Very profound changes happened in the lands of Yambol in the early nineteenth century. Russia lost the war with Turkey and along with the retreating Russian soldiers thousands of Bulgarians started migrating to Wallachia and South Bessarabia. The number of migrants from Yambol exceeded seven thousand people so the town became desolated.
Glorious and rich has been the history of Yambol. Worthy people were born here, such as Radi Kolesov, Alexander Zograph and Zlati Palamidov. At the beginning of seventies of the nineteenth century when the revolutionary movement was rising, the residents of Yambol also took part in it. In the winter of eighteen seventy two, Apostle Levski had a meeting with the Yamboler Georgi Drazhev and they both decided to found a secret committee. The committee was founded two months after the Apostle had been hanged – on twenty third of April, eighteen seventy three in the home of Drazho Hadji Georgiev. Georgi Drazhev was elected for its leader.
When the uprising broke in Sliven, the group of rebels coming from Yambol managed to join the band of Stoil Chieftain in the Sliven Mountain.

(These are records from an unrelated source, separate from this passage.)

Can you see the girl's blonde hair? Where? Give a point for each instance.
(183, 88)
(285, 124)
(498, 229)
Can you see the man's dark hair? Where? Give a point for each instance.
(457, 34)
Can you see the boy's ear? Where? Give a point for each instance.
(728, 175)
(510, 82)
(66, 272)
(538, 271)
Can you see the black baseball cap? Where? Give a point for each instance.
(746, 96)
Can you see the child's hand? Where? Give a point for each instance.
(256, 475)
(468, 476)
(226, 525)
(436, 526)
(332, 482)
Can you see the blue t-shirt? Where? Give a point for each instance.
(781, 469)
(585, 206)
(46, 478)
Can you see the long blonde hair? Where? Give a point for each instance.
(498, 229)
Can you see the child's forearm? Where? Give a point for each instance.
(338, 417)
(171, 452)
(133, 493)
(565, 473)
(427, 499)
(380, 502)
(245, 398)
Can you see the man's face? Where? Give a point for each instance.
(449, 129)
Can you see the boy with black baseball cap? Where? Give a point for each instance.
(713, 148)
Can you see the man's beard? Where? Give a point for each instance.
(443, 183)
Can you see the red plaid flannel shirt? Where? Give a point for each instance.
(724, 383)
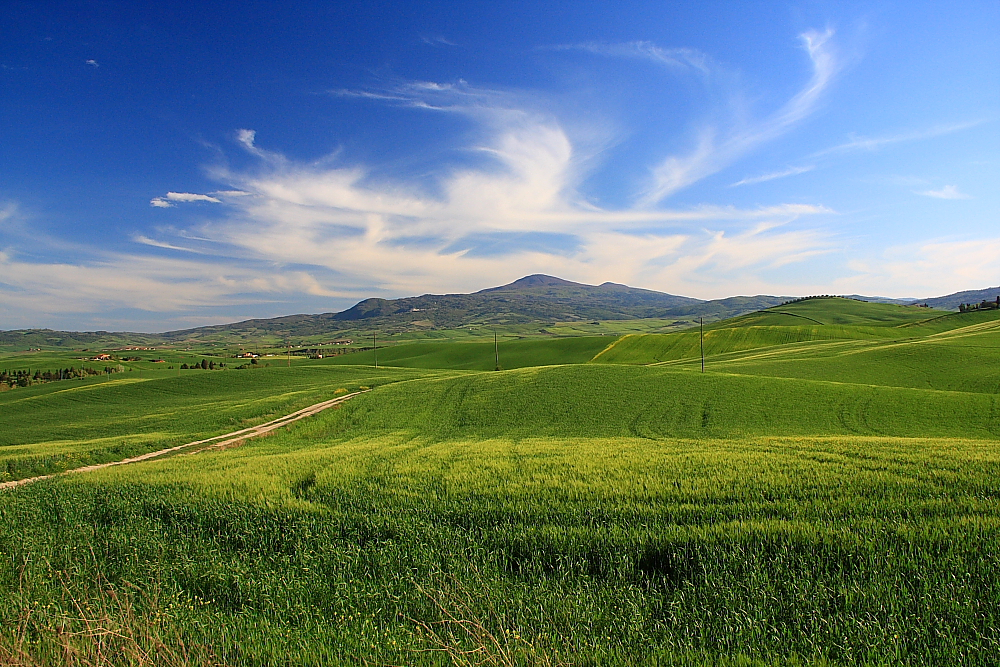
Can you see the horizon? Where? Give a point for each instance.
(160, 173)
(426, 294)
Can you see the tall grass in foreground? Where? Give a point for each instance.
(394, 549)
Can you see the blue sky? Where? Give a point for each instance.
(173, 166)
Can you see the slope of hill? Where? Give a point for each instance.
(952, 301)
(536, 298)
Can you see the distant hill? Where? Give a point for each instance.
(953, 301)
(536, 298)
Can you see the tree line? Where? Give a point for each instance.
(984, 305)
(26, 378)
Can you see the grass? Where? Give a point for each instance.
(60, 425)
(826, 494)
(481, 355)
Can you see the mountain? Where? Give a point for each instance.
(536, 298)
(952, 301)
(532, 298)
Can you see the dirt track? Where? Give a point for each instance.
(218, 442)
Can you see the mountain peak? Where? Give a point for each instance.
(539, 280)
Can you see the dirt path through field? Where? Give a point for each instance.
(217, 442)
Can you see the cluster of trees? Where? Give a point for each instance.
(27, 378)
(206, 364)
(985, 305)
(816, 296)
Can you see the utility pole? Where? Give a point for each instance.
(701, 321)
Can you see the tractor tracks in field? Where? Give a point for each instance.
(217, 442)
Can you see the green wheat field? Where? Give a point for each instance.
(824, 493)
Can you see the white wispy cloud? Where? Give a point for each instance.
(947, 192)
(715, 148)
(792, 171)
(675, 58)
(930, 268)
(437, 41)
(339, 230)
(168, 200)
(856, 143)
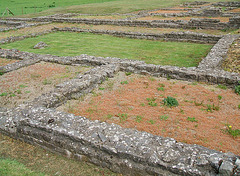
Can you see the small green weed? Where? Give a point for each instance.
(152, 121)
(160, 89)
(128, 73)
(22, 86)
(163, 117)
(170, 101)
(139, 118)
(12, 95)
(233, 133)
(46, 81)
(151, 101)
(161, 85)
(124, 82)
(237, 89)
(222, 87)
(192, 119)
(219, 97)
(18, 91)
(3, 94)
(122, 117)
(198, 104)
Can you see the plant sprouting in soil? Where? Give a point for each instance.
(222, 87)
(163, 117)
(151, 102)
(237, 88)
(192, 119)
(139, 118)
(170, 102)
(122, 117)
(233, 133)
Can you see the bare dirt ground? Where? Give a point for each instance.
(30, 82)
(232, 62)
(136, 101)
(4, 61)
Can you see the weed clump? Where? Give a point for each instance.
(237, 89)
(170, 101)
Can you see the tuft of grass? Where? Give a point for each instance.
(151, 121)
(233, 133)
(139, 118)
(170, 102)
(124, 82)
(219, 97)
(12, 167)
(151, 102)
(222, 87)
(192, 119)
(122, 117)
(163, 117)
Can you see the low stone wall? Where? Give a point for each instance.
(192, 24)
(218, 53)
(126, 151)
(18, 25)
(173, 36)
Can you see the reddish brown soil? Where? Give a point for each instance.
(30, 82)
(131, 99)
(168, 11)
(222, 19)
(4, 61)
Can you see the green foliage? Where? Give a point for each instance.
(11, 167)
(46, 81)
(219, 97)
(3, 94)
(192, 119)
(170, 102)
(237, 89)
(139, 118)
(72, 44)
(151, 101)
(163, 117)
(128, 73)
(233, 133)
(222, 87)
(160, 89)
(211, 108)
(124, 82)
(152, 121)
(122, 117)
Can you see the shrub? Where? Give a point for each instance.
(170, 101)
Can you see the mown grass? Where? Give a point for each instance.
(154, 52)
(86, 6)
(21, 159)
(14, 168)
(20, 7)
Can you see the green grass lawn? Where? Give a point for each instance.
(154, 52)
(46, 7)
(13, 168)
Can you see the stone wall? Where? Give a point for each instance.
(192, 24)
(173, 36)
(126, 151)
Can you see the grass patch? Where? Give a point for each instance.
(14, 168)
(152, 52)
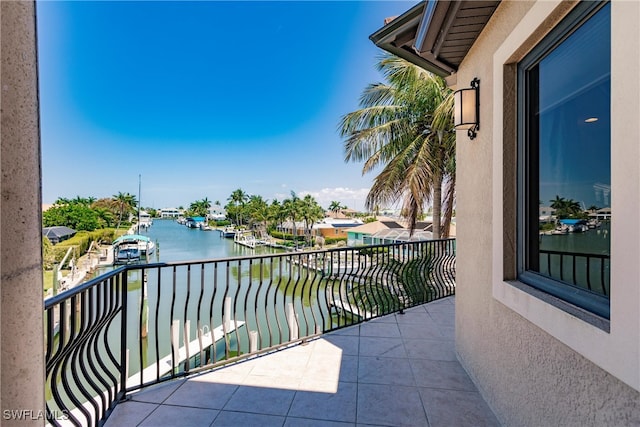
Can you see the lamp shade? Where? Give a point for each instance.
(466, 112)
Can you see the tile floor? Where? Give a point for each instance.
(398, 370)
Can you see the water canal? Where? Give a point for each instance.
(257, 293)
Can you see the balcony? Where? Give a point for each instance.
(355, 335)
(399, 369)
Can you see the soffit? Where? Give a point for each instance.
(436, 34)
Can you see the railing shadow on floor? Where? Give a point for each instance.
(140, 325)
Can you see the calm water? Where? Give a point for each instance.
(179, 243)
(175, 243)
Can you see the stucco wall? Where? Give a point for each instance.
(528, 377)
(21, 304)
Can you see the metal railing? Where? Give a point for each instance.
(589, 271)
(144, 324)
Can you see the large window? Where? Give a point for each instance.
(564, 190)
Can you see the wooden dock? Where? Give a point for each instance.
(341, 306)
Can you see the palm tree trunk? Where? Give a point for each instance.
(437, 205)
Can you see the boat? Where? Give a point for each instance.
(229, 232)
(132, 248)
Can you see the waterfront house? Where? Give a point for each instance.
(361, 235)
(334, 227)
(169, 213)
(537, 358)
(545, 74)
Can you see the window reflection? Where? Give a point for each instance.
(572, 129)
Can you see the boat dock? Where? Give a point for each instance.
(341, 306)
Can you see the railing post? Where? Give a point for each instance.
(123, 335)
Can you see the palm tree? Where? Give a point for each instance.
(126, 204)
(258, 210)
(310, 211)
(237, 199)
(291, 210)
(404, 128)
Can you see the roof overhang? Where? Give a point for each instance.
(436, 34)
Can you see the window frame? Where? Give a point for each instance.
(528, 176)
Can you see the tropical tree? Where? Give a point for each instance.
(291, 210)
(276, 213)
(126, 205)
(566, 208)
(200, 207)
(258, 210)
(310, 212)
(77, 216)
(404, 128)
(236, 200)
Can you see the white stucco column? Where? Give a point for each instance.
(21, 304)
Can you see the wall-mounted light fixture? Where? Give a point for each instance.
(467, 108)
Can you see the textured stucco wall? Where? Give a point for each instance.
(527, 376)
(21, 304)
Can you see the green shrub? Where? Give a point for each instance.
(81, 242)
(286, 236)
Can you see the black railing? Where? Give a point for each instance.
(141, 325)
(589, 271)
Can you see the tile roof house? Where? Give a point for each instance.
(58, 234)
(542, 348)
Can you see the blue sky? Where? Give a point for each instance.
(202, 98)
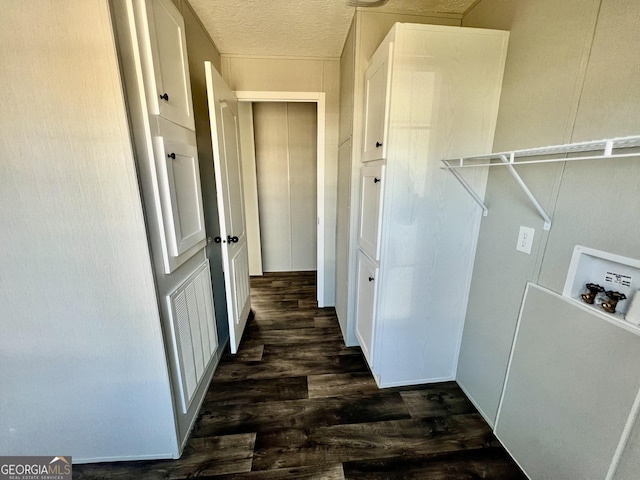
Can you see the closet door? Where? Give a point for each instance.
(164, 56)
(376, 114)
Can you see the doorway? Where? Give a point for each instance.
(317, 98)
(286, 168)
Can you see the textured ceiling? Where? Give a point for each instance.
(295, 28)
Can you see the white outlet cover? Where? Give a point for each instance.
(525, 239)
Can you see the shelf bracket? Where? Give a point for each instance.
(509, 163)
(468, 188)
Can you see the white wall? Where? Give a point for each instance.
(571, 75)
(83, 369)
(277, 74)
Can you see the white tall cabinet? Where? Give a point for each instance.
(431, 92)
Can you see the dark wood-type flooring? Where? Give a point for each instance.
(295, 403)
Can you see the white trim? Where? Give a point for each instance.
(319, 99)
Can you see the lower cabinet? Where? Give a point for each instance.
(365, 305)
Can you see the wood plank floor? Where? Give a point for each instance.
(296, 403)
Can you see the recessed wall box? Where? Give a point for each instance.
(612, 272)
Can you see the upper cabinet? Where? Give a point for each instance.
(180, 192)
(164, 60)
(432, 92)
(376, 111)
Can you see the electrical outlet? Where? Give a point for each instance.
(525, 240)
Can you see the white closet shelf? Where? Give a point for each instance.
(598, 149)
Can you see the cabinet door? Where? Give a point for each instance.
(376, 114)
(180, 194)
(371, 189)
(165, 56)
(365, 306)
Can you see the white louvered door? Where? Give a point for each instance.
(194, 330)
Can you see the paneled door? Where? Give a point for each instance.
(223, 114)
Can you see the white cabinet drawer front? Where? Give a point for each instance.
(164, 53)
(180, 194)
(365, 305)
(371, 191)
(193, 331)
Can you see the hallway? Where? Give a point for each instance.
(295, 403)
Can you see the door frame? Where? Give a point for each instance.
(319, 99)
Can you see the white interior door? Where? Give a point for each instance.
(223, 114)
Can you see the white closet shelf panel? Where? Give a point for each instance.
(193, 331)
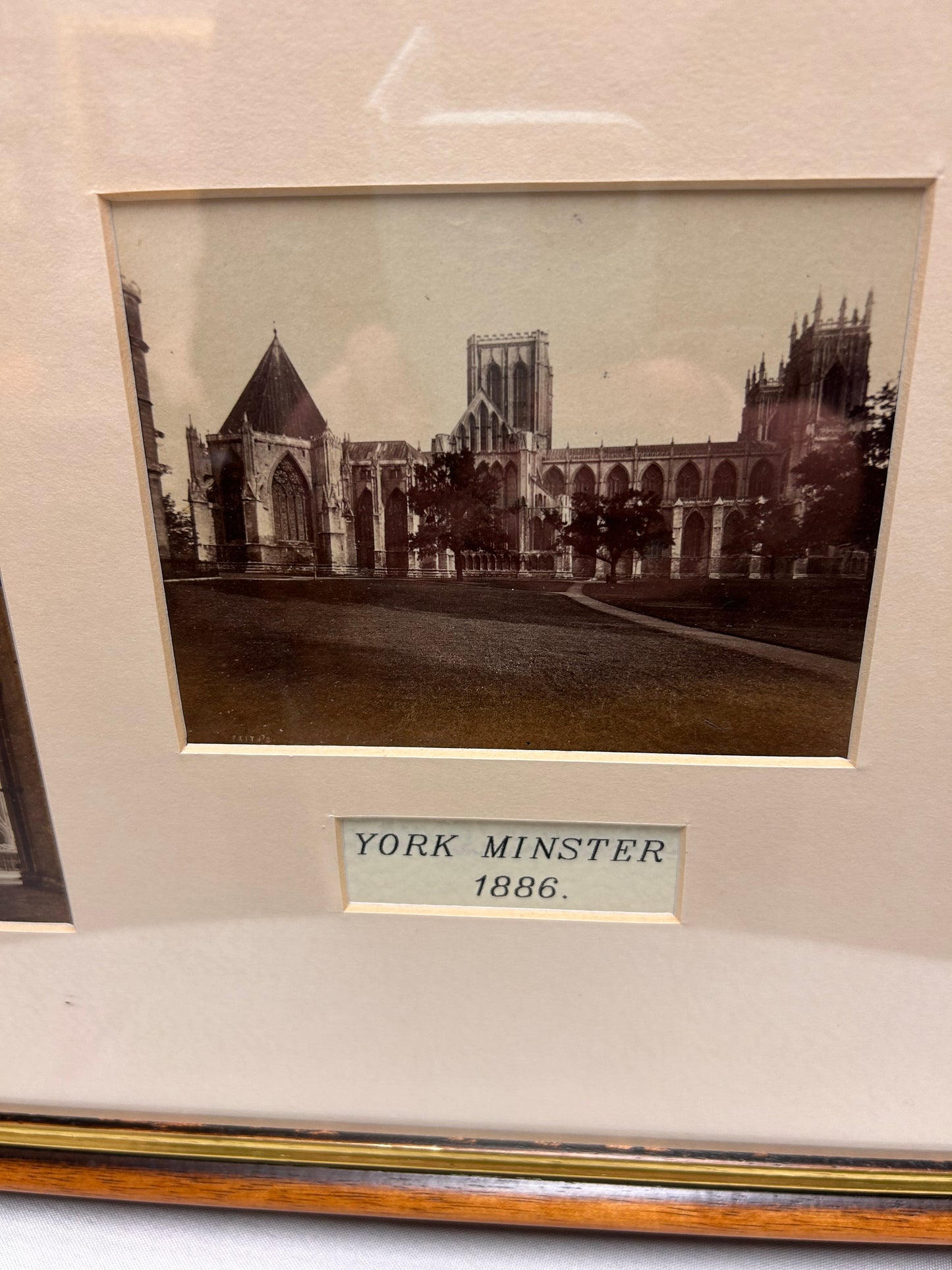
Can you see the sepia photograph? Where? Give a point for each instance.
(535, 471)
(32, 887)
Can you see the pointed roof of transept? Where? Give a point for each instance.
(276, 400)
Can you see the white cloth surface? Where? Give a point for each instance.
(37, 1234)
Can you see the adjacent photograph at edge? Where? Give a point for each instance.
(559, 471)
(32, 888)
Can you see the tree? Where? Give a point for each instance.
(611, 526)
(843, 484)
(456, 504)
(771, 530)
(181, 530)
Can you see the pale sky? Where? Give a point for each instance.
(656, 304)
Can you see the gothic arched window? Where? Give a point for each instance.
(834, 390)
(231, 482)
(484, 428)
(290, 504)
(497, 474)
(584, 480)
(511, 497)
(363, 531)
(395, 533)
(553, 482)
(653, 480)
(692, 541)
(733, 535)
(494, 384)
(688, 484)
(617, 482)
(725, 483)
(761, 484)
(520, 397)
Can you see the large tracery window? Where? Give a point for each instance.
(494, 384)
(290, 504)
(688, 484)
(520, 397)
(653, 480)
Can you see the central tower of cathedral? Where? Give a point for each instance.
(515, 374)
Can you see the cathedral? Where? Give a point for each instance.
(275, 490)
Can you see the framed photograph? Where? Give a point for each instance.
(475, 549)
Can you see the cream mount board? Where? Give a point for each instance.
(804, 997)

Then we heard that they had several battles with the regular Turkish army and were defeated. Drazhev was caught and he was later on hanged near the bridge of Kargona.
The following eighteen seventy seventh saw the beginning of the Liberation War. Thirty seven men from Yambol took part in the Bulgarian Volunteers’ army. The Fourth Volunteers’ battalion received a flag, made by Ivan Paraskevof from Braila. After the liberation the Braila flag became the prototype of the Bulgarian national tricolor. On seventeenth of January, by the old calendar, in the year eighteen seventy eight the Russians of the Twenty third Regiment of Donskoy- Cossack entered Yambo.